これだけYouTubeが盛り上がるとTVの将来が心配になります。
4-1.本当のことが伝えられない
以前、TVに出演した際の打ち合わせの際に、スタッフさんと保険と投資商品についての話になりました。FP資格を持つ専門医として情報提供をすると「とても勉強になります。でもいずれも番組のスポンサーですので今の話は使えません」とのことです。つまり、TVにはスポンサーがいるので本当の情報は提供できないのです。
4-2.現場はいまだに横柄
それでもTVの影響力はまだまだあります。そのため、「TVに出してやる」という態度が見受けられます。先日も番組収録2週間前に出演のオファーがきました。2週間ではとても日程調子が難しいと思っていると、「ただしTV出演については、最終決定ではない」とのことです。ぎりぎりの出演依頼で、それも場合によっては反故にされることもあるなどは呆れてしまいます。丁重にお断りさせていただきました。
4-3.広告費が集まらない
TVはスポンサーからの広告費で成り立っています。ネットの方が役に立つ本当の情報が手に入ります。徐々に広告費もネットにシフトしてきています。先行きは、不透明な業界なようです。
5.YouTubeのメリット
YouTubeに携わると以下のようなメリットが感じられます。
5-1.少人数が対象でも成立
出版等で企画を練る際に必ず聞かれる質問が、「対象者は? そして対象者の数は?」ということです。いかに面白い企画でも、本を購入してくれる人がいなければ企画は通りません。その点、YouTubeは、対象となる人数が少なくても発信することが可能です。逆に、対象が少ない方が番組の独自性がはっきりして人気が出るようです。
5-2.本当の情報が伝えられる
先日も視聴者の患者さんから、「先生の番組では世間ではあまり言えない、本当に役立つ情報がえられます。」とお褒めの言葉をいただきました。YouTubeはスポンサーや役所など、気にせずにお話ができるのです。
5-3.本以上の影響力
出版不況で本が売れません。以前は10万部でベストセラーと言っていましたが、今では3万部でもベストセラーです。その点YouTubeは、番組によりますが、最近では最低でも11万人、多い時は100万人近い人が視聴してくれます。本は頑張っても年に1冊です。YouTubeは私の場合、週に2本はアップしています。
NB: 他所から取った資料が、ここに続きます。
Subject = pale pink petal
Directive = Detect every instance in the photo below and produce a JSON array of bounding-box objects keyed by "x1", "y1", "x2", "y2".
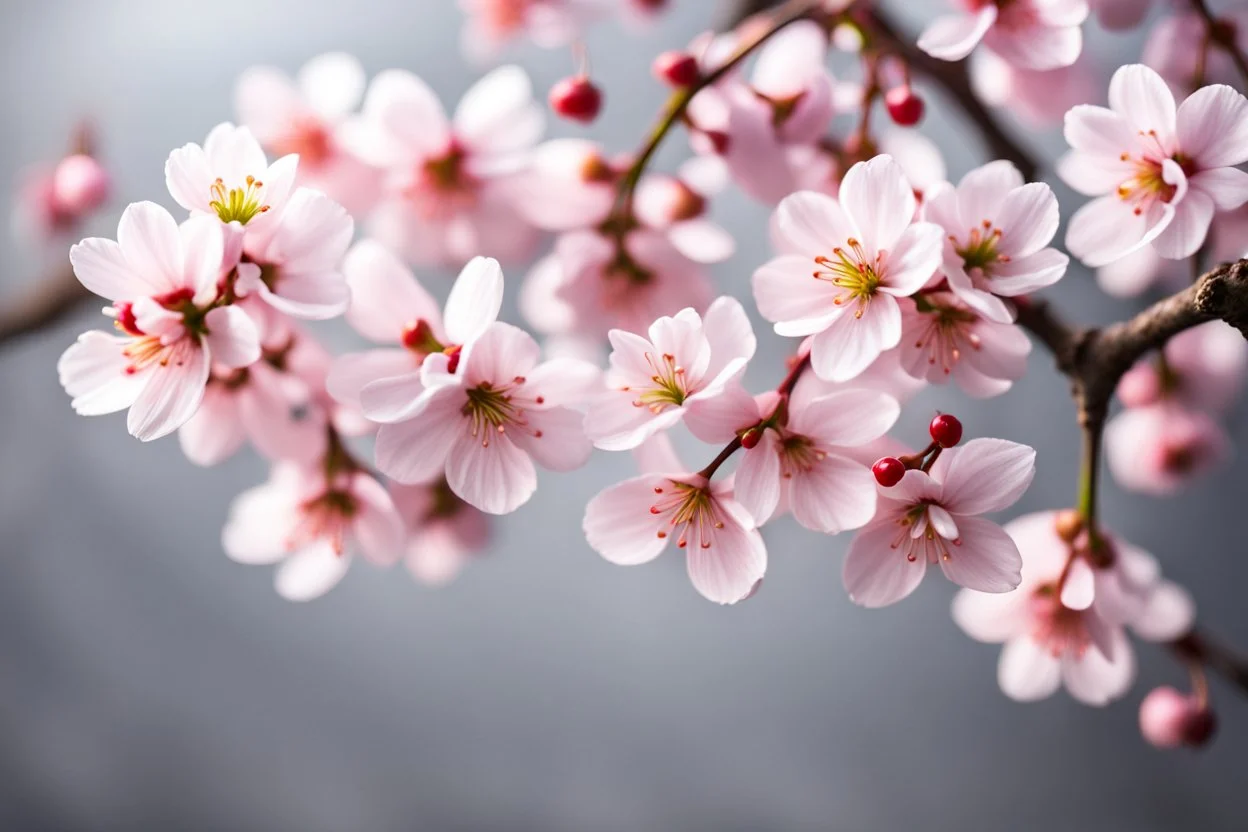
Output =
[
  {"x1": 685, "y1": 519, "x2": 768, "y2": 604},
  {"x1": 117, "y1": 202, "x2": 183, "y2": 294},
  {"x1": 836, "y1": 156, "x2": 916, "y2": 250},
  {"x1": 789, "y1": 390, "x2": 901, "y2": 447},
  {"x1": 952, "y1": 589, "x2": 1028, "y2": 644},
  {"x1": 446, "y1": 429, "x2": 538, "y2": 514},
  {"x1": 507, "y1": 407, "x2": 594, "y2": 472},
  {"x1": 203, "y1": 306, "x2": 260, "y2": 368},
  {"x1": 377, "y1": 388, "x2": 467, "y2": 483},
  {"x1": 940, "y1": 515, "x2": 1022, "y2": 593},
  {"x1": 1173, "y1": 79, "x2": 1248, "y2": 168},
  {"x1": 126, "y1": 338, "x2": 208, "y2": 442},
  {"x1": 273, "y1": 541, "x2": 351, "y2": 601},
  {"x1": 583, "y1": 476, "x2": 668, "y2": 566},
  {"x1": 841, "y1": 520, "x2": 927, "y2": 606},
  {"x1": 1109, "y1": 64, "x2": 1178, "y2": 136},
  {"x1": 324, "y1": 349, "x2": 419, "y2": 408},
  {"x1": 789, "y1": 454, "x2": 876, "y2": 534},
  {"x1": 56, "y1": 331, "x2": 147, "y2": 415},
  {"x1": 177, "y1": 384, "x2": 246, "y2": 465},
  {"x1": 997, "y1": 635, "x2": 1062, "y2": 702},
  {"x1": 443, "y1": 257, "x2": 503, "y2": 344},
  {"x1": 342, "y1": 239, "x2": 442, "y2": 344},
  {"x1": 931, "y1": 438, "x2": 1036, "y2": 514},
  {"x1": 733, "y1": 430, "x2": 780, "y2": 525},
  {"x1": 919, "y1": 4, "x2": 997, "y2": 61},
  {"x1": 810, "y1": 293, "x2": 901, "y2": 382},
  {"x1": 1062, "y1": 629, "x2": 1136, "y2": 706}
]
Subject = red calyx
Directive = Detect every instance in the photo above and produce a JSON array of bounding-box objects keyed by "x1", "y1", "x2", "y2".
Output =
[
  {"x1": 871, "y1": 457, "x2": 906, "y2": 488},
  {"x1": 549, "y1": 75, "x2": 603, "y2": 125},
  {"x1": 884, "y1": 84, "x2": 924, "y2": 127},
  {"x1": 650, "y1": 50, "x2": 701, "y2": 86},
  {"x1": 927, "y1": 413, "x2": 962, "y2": 448}
]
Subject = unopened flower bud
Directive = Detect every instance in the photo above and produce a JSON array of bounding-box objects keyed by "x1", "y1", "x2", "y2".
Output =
[
  {"x1": 52, "y1": 153, "x2": 110, "y2": 217},
  {"x1": 884, "y1": 84, "x2": 924, "y2": 127},
  {"x1": 549, "y1": 75, "x2": 603, "y2": 125}
]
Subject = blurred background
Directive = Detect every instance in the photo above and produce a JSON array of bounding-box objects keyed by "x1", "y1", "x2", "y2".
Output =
[{"x1": 0, "y1": 0, "x2": 1248, "y2": 832}]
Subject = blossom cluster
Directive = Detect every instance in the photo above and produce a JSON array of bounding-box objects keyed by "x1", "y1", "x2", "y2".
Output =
[{"x1": 36, "y1": 0, "x2": 1248, "y2": 737}]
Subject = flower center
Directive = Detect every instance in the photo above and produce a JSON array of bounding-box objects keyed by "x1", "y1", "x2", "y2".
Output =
[
  {"x1": 620, "y1": 353, "x2": 693, "y2": 414},
  {"x1": 286, "y1": 489, "x2": 359, "y2": 555},
  {"x1": 208, "y1": 176, "x2": 268, "y2": 226},
  {"x1": 650, "y1": 479, "x2": 724, "y2": 549},
  {"x1": 948, "y1": 220, "x2": 1010, "y2": 272},
  {"x1": 815, "y1": 237, "x2": 884, "y2": 318},
  {"x1": 461, "y1": 375, "x2": 545, "y2": 448}
]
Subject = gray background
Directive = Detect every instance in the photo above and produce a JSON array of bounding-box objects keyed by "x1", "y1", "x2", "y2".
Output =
[{"x1": 0, "y1": 0, "x2": 1248, "y2": 832}]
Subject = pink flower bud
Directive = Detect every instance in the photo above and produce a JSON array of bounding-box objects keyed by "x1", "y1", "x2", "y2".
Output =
[
  {"x1": 52, "y1": 153, "x2": 110, "y2": 216},
  {"x1": 550, "y1": 75, "x2": 603, "y2": 125}
]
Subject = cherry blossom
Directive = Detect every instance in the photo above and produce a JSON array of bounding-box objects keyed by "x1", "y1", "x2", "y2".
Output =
[
  {"x1": 57, "y1": 202, "x2": 260, "y2": 442},
  {"x1": 897, "y1": 292, "x2": 1031, "y2": 398},
  {"x1": 327, "y1": 245, "x2": 503, "y2": 422},
  {"x1": 235, "y1": 52, "x2": 381, "y2": 213},
  {"x1": 919, "y1": 0, "x2": 1088, "y2": 70},
  {"x1": 924, "y1": 161, "x2": 1070, "y2": 323},
  {"x1": 389, "y1": 479, "x2": 489, "y2": 586},
  {"x1": 364, "y1": 322, "x2": 597, "y2": 514},
  {"x1": 585, "y1": 297, "x2": 756, "y2": 450},
  {"x1": 583, "y1": 435, "x2": 768, "y2": 604},
  {"x1": 754, "y1": 156, "x2": 942, "y2": 382},
  {"x1": 953, "y1": 511, "x2": 1193, "y2": 705},
  {"x1": 1058, "y1": 64, "x2": 1248, "y2": 267},
  {"x1": 842, "y1": 439, "x2": 1036, "y2": 606},
  {"x1": 221, "y1": 463, "x2": 404, "y2": 601},
  {"x1": 519, "y1": 228, "x2": 711, "y2": 337},
  {"x1": 354, "y1": 66, "x2": 543, "y2": 266},
  {"x1": 686, "y1": 385, "x2": 901, "y2": 534},
  {"x1": 165, "y1": 122, "x2": 300, "y2": 237}
]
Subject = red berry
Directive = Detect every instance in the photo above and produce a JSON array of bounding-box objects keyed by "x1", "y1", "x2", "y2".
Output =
[
  {"x1": 871, "y1": 457, "x2": 906, "y2": 488},
  {"x1": 927, "y1": 413, "x2": 962, "y2": 448},
  {"x1": 550, "y1": 75, "x2": 603, "y2": 125},
  {"x1": 650, "y1": 50, "x2": 701, "y2": 86},
  {"x1": 884, "y1": 84, "x2": 924, "y2": 127}
]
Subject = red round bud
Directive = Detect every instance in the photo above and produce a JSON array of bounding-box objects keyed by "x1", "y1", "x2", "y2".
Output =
[
  {"x1": 871, "y1": 457, "x2": 906, "y2": 488},
  {"x1": 927, "y1": 413, "x2": 962, "y2": 448},
  {"x1": 884, "y1": 84, "x2": 924, "y2": 127},
  {"x1": 549, "y1": 75, "x2": 603, "y2": 125},
  {"x1": 650, "y1": 50, "x2": 701, "y2": 86}
]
その影響力は本よりもはるかにあるのです。
6.目指せ100万人登録
私が出版をしたり、講演をしている目的は、『認知症の正しい情報を提供することで、介護者に後悔しない正しい選択をしてもらう』ためです。そう考えると、現状ではYouTubeがもっとも多くの方に情報提供ができているようです。周囲の方からは、「そろそろ10万人登録ですね」と言われますが、心の中では10年かけて100万人登録を目指しています。何しろ、毎日多くの患者さんから現場のネタをいただけるので、決して無理ではないと思っています。
7.まとめ
- 無事登録者5万人を超えた私のYouTube番組は、上位1%に入るようです。
- YouTubeでは、役所やスポンサーを気にせずに本当の情報が提供できます。
- 認知症の正しい情報を提供することは自分の使命です。今後10年かけて、100万人登録を目指します。